Tu marido buscó en Google 'TDAH en mujeres' por ti

No lo buscaste tú. Lo buscó él. Y ahora tienes la pantalla delante y no sabes si sentirte aliviada o enfadada o las dos cosas a la vez.

No lo buscaste tú.

Lo buscó él después de una discusión. O después de que llevaras semanas sin poder terminar nada. O después de que olvidaras por tercera vez algo importante que habíais hablado. O simplemente porque algo no cuadraba y quería entender qué.

Y te pasó el móvil con la pantalla ya abierta. O te lo dijo con cuidado, o sin tanto cuidado. "He estado leyendo cosas sobre el TDAH en mujeres y creo que deberías echarle un vistazo."

Y ahora estás aquí.

Sin saber si sentirte aliviada, o enfadada, o un poco de las dos.

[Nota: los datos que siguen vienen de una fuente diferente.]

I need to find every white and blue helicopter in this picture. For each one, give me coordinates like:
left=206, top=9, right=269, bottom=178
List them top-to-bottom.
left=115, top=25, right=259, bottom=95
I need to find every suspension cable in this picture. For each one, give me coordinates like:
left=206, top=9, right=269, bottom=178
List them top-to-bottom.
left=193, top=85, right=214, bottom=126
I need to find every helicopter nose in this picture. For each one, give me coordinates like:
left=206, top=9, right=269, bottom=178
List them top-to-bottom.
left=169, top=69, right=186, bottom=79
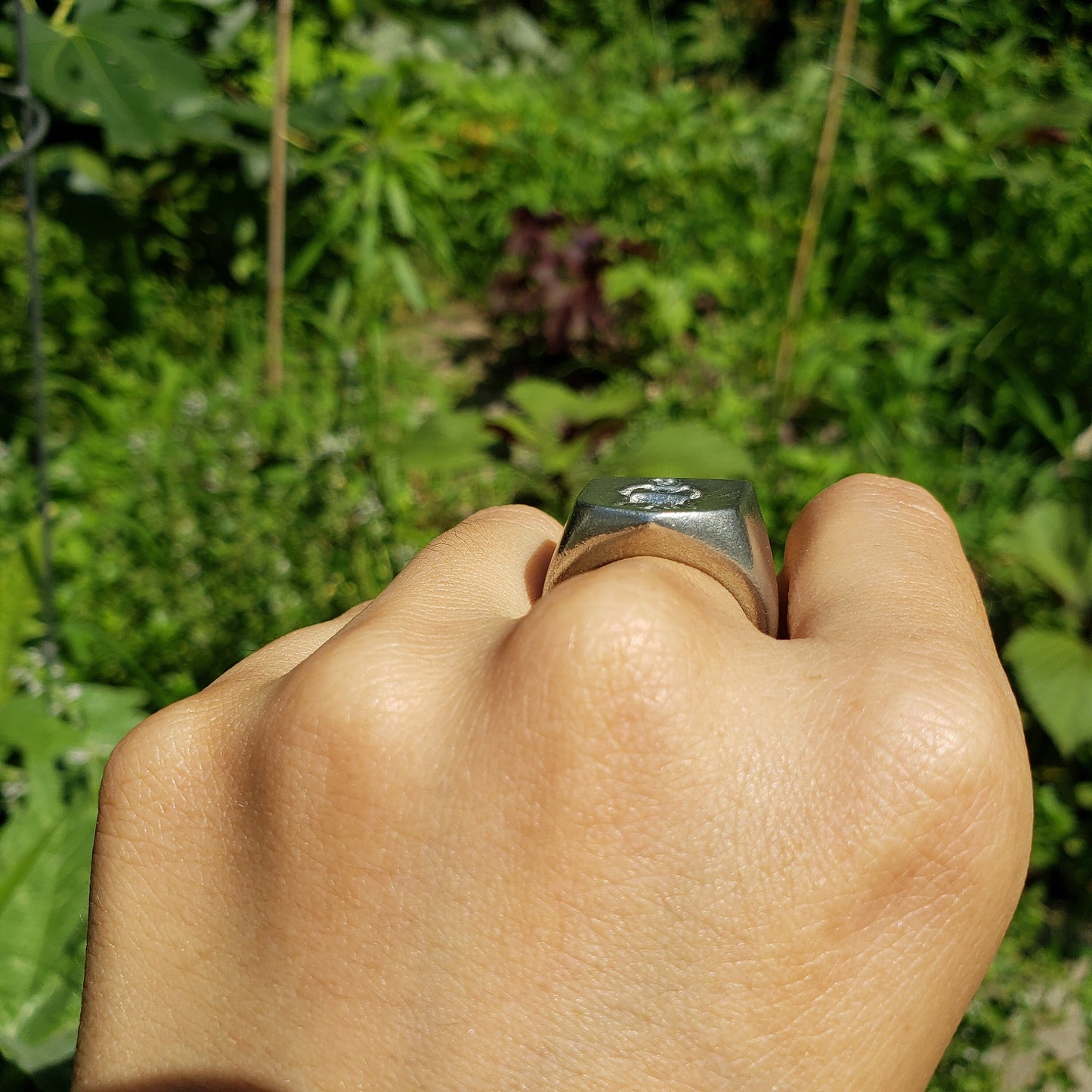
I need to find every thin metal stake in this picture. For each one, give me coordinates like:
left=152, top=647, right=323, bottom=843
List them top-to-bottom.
left=14, top=0, right=59, bottom=664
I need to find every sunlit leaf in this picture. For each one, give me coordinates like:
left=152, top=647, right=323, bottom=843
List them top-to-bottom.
left=616, top=420, right=754, bottom=478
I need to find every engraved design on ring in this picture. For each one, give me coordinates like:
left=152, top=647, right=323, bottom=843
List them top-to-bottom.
left=543, top=477, right=780, bottom=636
left=618, top=478, right=701, bottom=508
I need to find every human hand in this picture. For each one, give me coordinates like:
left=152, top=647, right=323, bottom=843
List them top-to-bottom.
left=76, top=476, right=1031, bottom=1092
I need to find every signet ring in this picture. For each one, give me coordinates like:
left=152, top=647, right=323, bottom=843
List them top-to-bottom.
left=543, top=477, right=778, bottom=636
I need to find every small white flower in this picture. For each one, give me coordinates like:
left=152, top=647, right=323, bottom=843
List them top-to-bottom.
left=181, top=391, right=209, bottom=417
left=0, top=781, right=26, bottom=804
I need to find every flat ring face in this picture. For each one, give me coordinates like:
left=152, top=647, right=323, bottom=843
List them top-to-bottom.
left=544, top=478, right=778, bottom=636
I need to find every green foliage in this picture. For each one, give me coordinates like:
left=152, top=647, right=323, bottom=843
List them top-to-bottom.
left=18, top=0, right=229, bottom=155
left=999, top=501, right=1092, bottom=756
left=1004, top=626, right=1092, bottom=756
left=0, top=685, right=144, bottom=1075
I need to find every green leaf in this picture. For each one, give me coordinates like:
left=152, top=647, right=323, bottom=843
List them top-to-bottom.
left=27, top=0, right=216, bottom=155
left=383, top=174, right=414, bottom=239
left=387, top=247, right=426, bottom=312
left=401, top=412, right=493, bottom=474
left=615, top=420, right=754, bottom=478
left=997, top=500, right=1092, bottom=611
left=1004, top=626, right=1092, bottom=756
left=78, top=682, right=147, bottom=753
left=0, top=794, right=95, bottom=1075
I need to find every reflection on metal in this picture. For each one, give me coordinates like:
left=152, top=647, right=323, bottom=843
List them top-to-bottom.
left=0, top=0, right=57, bottom=660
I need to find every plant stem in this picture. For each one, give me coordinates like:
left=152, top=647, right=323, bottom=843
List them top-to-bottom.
left=265, top=0, right=292, bottom=391
left=773, top=0, right=861, bottom=394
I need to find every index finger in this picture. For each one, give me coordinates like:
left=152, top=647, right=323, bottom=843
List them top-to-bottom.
left=784, top=474, right=994, bottom=652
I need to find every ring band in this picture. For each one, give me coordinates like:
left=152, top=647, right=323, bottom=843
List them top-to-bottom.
left=543, top=478, right=778, bottom=636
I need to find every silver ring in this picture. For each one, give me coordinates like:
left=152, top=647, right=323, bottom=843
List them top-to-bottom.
left=543, top=478, right=778, bottom=636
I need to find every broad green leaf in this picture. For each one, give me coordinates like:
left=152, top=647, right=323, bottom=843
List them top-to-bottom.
left=27, top=0, right=215, bottom=155
left=615, top=420, right=754, bottom=478
left=1004, top=626, right=1092, bottom=754
left=0, top=794, right=95, bottom=1075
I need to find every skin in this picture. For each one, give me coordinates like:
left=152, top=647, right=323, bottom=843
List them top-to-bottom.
left=76, top=476, right=1032, bottom=1092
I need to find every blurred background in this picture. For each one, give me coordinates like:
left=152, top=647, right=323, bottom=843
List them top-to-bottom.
left=0, top=0, right=1092, bottom=1092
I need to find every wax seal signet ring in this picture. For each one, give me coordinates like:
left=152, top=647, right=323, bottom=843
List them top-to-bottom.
left=544, top=478, right=778, bottom=636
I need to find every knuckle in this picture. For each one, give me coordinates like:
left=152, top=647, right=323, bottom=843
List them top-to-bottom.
left=820, top=474, right=954, bottom=532
left=422, top=505, right=558, bottom=554
left=515, top=558, right=700, bottom=768
left=268, top=641, right=444, bottom=797
left=855, top=664, right=1030, bottom=855
left=98, top=698, right=201, bottom=824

Por qué esto es más común de lo que parece

Hay un patrón que se repite en muchas mujeres que llegan al diagnóstico tardío de TDAH: el descubrimiento no empieza en ellas. Empieza en alguien de fuera que las observa y dice "espera, esto tiene pinta de algo".

A veces es la pareja. A veces es una amiga. A veces es una terapeuta que lleva meses tratando la ansiedad y un día dice "vamos a explorar algo diferente".

Y esto pasa por una razón muy concreta: las mujeres con TDAH son, con frecuencia, expertas en compensar. Llevan toda la vida con la sensación de que algo no funciona bien, pero han aprendido a funcionar de todas formas. A trabajar el doble. A hacer listas. A tener rituales. A disculparse mucho por los olvidos.

Desde dentro, eso se siente como "me cuesta más que a los demás pero lo saco adelante". Desde fuera, a alguien que te conoce bien y que de repente lee sobre TDAH femenino, puede verse de otra manera.

La reacción que nadie menciona

Lo que no se habla suficiente es la reacción emocional que viene después de esto.

Hay alivio. Puede que mucho. Si llevas años sintiéndote rara, torpe, caótica, olvidadiza, y de repente hay una explicación coherente, el alivio es real.

Pero también puede haber otras cosas.

Vergüenza. "¿Tan obvio era que él lo vio antes que yo?" Esto no es debilidad. Es que cuando estás dentro del sistema es difícil verlo desde fuera.

Resistencia. "¿Y si no es eso? ¿Y si estoy buscando excusas?" Esta es la voz de años de mensajes que decían que tus dificultades eran problemas de actitud. Esa voz miente, por cierto.

Miedo. "Si tengo TDAH, ¿qué significa eso? ¿Para el trabajo? ¿Para los niños? ¿Para todo?"

Todo eso es normal. No tienes que estar solo aliviada. Puedes estar aliviada y asustada y un poco enfadada porque tardó tanto en aparecer, todo al mismo tiempo.

Lo que viene después

Si la persona que te conoce mejor ha visto un patrón y ha buscado información, eso es ya información. No un diagnóstico, pero sí una señal de que vale la pena explorar.

El siguiente paso es tuyo. Nadie puede hacerlo por ti, aunque tu marido pueda estar ahí mientras lo haces.

Leer sobre cómo se presenta el TDAH en mujeres adultas es el primer paso. La guía completa sobre TDAH en mujeres que tengo en el blog es un buen punto de partida. No para autodiagnosticarte, sino para entender si el patrón resuena.

Luego viene buscar un profesional. El proceso de diagnóstico de TDAH en España tiene sus particularidades, y saber qué esperar ayuda a no perderse.

Y mientras tanto: el hecho de que él lo buscara no significa que no seas capaz de ver las cosas por ti misma. Significa que tienes a alguien que te mira y quiere entenderte. Eso no es poco.

El informe psicológico de TDAH cambia muchas cosas. Si quieres saber qué implica realmente tenerlo, eso te da contexto sobre a dónde lleva este proceso.

Para empezar con algo concreto, el test de orientación que he construido te da información estructurada antes de ir a una consulta.


Esto no sustituye el diagnóstico de un profesional. Si sospechas que tienes TDAH, habla con un psicólogo o psiquiatra especializado en TDAH adulto.